Leben fällt ins Licht und es fällt zurück,
eines nennen wir Not, - ein anderes Glück.
Die Allmutter gibt, und die Allmutter nimmt,
so ward es zum Kreislauf des Alls bestimmt.
Nennt man es Schicksal, Fatum, Verhängnis
und Urda, Ananke, Heimarmene oder Themis,
die Naturnotwendigkeit ist sie in Person,
mit Zeus verzahnet zur höchsten Union.
Den arischen Indern galt als Göttin Aditi,
Mutter der Welt und der Ordnung ist sie.
Den Stoff erschafft sie für jedwede Kreatur,
sie galt als Urmaterie, Dasein und Natur.
Auch Prakriti heißt sie, die ohne Anfang war,
im Gewebe der Welt schien sie wahrnehmbar;
Maya heißt sie, die große Welt-Spinnerin,
alle Erscheinungen entstammen ihrem Beginn.
Selbst jede Gottheit hat Maya hervorgebracht,
sie wurde als Ausbreitung Brahmas gedacht;
als die weibliche Seite göttlicher Energie,
als gebärendes Es, als Maya-Shakti-Devi.
Die Göttin gleicht göttlichem Werdewillen,
dem der Kosmos und alle Götter entquillen.
Das Ewig-Weibliche ist Urgrund der Dinge,
die Weltweberin knüpfte die erste Schlinge.
Einst kreisten Ideen und Geister körperlos,
Schöpfung lag umschlossen vom Mutterschoß;
das Ginnungagap gähnte in grundloser Weite,
finst‘res Chaos klaffte als endlose Breite.
Da erhob sich über gestaltlosem Geschiebe
die göttliche Mutter, die Königin der Liebe.
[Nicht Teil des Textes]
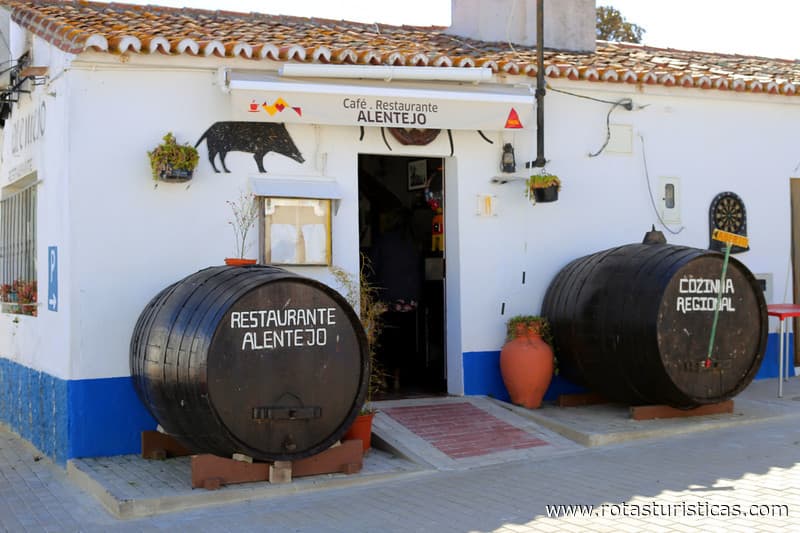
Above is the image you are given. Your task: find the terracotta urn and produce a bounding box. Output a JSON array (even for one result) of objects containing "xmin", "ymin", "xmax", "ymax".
[{"xmin": 500, "ymin": 324, "xmax": 553, "ymax": 409}]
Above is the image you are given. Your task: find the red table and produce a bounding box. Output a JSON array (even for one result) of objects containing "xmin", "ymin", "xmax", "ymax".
[{"xmin": 767, "ymin": 304, "xmax": 800, "ymax": 398}]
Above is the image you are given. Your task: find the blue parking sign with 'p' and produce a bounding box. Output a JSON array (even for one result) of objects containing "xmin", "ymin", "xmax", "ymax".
[{"xmin": 47, "ymin": 246, "xmax": 58, "ymax": 311}]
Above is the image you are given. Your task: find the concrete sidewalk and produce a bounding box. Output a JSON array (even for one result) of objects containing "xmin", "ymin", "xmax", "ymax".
[{"xmin": 0, "ymin": 379, "xmax": 800, "ymax": 533}]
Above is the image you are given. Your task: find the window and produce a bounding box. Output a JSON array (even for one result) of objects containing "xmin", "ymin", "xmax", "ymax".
[
  {"xmin": 262, "ymin": 197, "xmax": 331, "ymax": 265},
  {"xmin": 0, "ymin": 175, "xmax": 36, "ymax": 315}
]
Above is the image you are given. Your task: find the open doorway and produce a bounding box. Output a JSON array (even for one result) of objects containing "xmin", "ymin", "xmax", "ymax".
[{"xmin": 358, "ymin": 154, "xmax": 447, "ymax": 398}]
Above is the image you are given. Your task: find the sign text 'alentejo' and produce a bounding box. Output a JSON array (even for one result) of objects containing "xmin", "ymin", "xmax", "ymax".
[
  {"xmin": 230, "ymin": 307, "xmax": 336, "ymax": 351},
  {"xmin": 342, "ymin": 97, "xmax": 439, "ymax": 127}
]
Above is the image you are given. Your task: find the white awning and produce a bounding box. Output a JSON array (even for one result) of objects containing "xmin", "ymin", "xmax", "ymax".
[{"xmin": 226, "ymin": 71, "xmax": 534, "ymax": 131}]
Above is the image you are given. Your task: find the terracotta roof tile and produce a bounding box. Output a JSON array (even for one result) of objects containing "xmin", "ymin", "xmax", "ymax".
[{"xmin": 0, "ymin": 0, "xmax": 800, "ymax": 95}]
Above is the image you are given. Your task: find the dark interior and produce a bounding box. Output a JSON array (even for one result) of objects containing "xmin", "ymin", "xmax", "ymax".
[{"xmin": 358, "ymin": 155, "xmax": 447, "ymax": 399}]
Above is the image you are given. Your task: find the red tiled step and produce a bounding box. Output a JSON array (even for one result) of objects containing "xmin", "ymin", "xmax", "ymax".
[{"xmin": 382, "ymin": 402, "xmax": 548, "ymax": 459}]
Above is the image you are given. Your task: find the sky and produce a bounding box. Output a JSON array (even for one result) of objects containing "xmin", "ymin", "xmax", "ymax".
[{"xmin": 112, "ymin": 0, "xmax": 800, "ymax": 59}]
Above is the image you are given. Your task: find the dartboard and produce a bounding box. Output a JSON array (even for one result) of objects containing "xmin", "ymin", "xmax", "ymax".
[{"xmin": 708, "ymin": 191, "xmax": 749, "ymax": 254}]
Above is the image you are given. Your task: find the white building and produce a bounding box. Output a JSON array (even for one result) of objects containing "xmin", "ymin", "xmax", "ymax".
[{"xmin": 0, "ymin": 0, "xmax": 800, "ymax": 461}]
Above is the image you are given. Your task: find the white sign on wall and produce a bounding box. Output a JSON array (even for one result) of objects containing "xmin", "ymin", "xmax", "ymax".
[
  {"xmin": 229, "ymin": 73, "xmax": 534, "ymax": 131},
  {"xmin": 0, "ymin": 98, "xmax": 47, "ymax": 183}
]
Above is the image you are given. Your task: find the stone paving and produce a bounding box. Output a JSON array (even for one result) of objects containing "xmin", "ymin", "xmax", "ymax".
[{"xmin": 0, "ymin": 379, "xmax": 800, "ymax": 533}]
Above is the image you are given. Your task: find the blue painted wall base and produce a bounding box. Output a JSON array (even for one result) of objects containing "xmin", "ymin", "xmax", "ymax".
[
  {"xmin": 0, "ymin": 358, "xmax": 156, "ymax": 464},
  {"xmin": 462, "ymin": 333, "xmax": 795, "ymax": 402},
  {"xmin": 755, "ymin": 333, "xmax": 795, "ymax": 379}
]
Nacht und Nichts erfüllte sie mit Gewimmel,
aus ihrem Schoß schied sich Erde und Himmel.
Sie war das gebärende, das bildende Wagen,
wie ein Herd, aus dem erste Flammen schlagen.
Als Erdmutter führt sie ihr Schaffen fort,
sie wirft Wesen ins Licht an jeglichem Ort.
Aus tief verborgenen, erd-dunklen Gluten
schürt sie des Daseins lebendige Fluten.
So wurde sie als Hestia und Vesta verehrt,
als irdischer Weltmittelpunkt und Feuerherd.
Sie galt als jene, „die alles gebildet hat“,
als Große Mutter, als Urflut, als Tiamat.
Als Isis sprach sie die weisenden Worte,
sie standen zu Sais bei der Tempelpforte:
„Ich bin alles, was geworden ist und noch ist
und was sein wird in künftiger Frist !“
Man nannte sie „Kuh, die die Sonne gebar“,
und „Große Fülle“, die uranfänglich war.
Isis- und Hathorkuh, die „kuhäugige Hera“,
aus tauendem Urreif entstandene Audhumla,
waren Sinnbilder weiblicher Kosmoskraft,
wäss‘rigen Urstoffs, der selbst sich erschafft‘.
Schon das alte rigvedische Schöpfungslied
sagte, wie das Sein sich zu Anfang schied:
„In der Gottheit erstem Zeitalter-Gang
das Seiende dem Nicht-Seienden entsprang.
Der gebärenden Aditi ist Erde entflossen,
daraus sind die Räume der Welt entsprossen.“
Der weibliche Urgrund glich in Urzeit-Ruh‘
der Göttin Aditi, der „kauernden“ Kuh.
Die Urkuh-Gleichnisse sind sehr gleich,
von Alt-Island bis Indien im Mythenreich.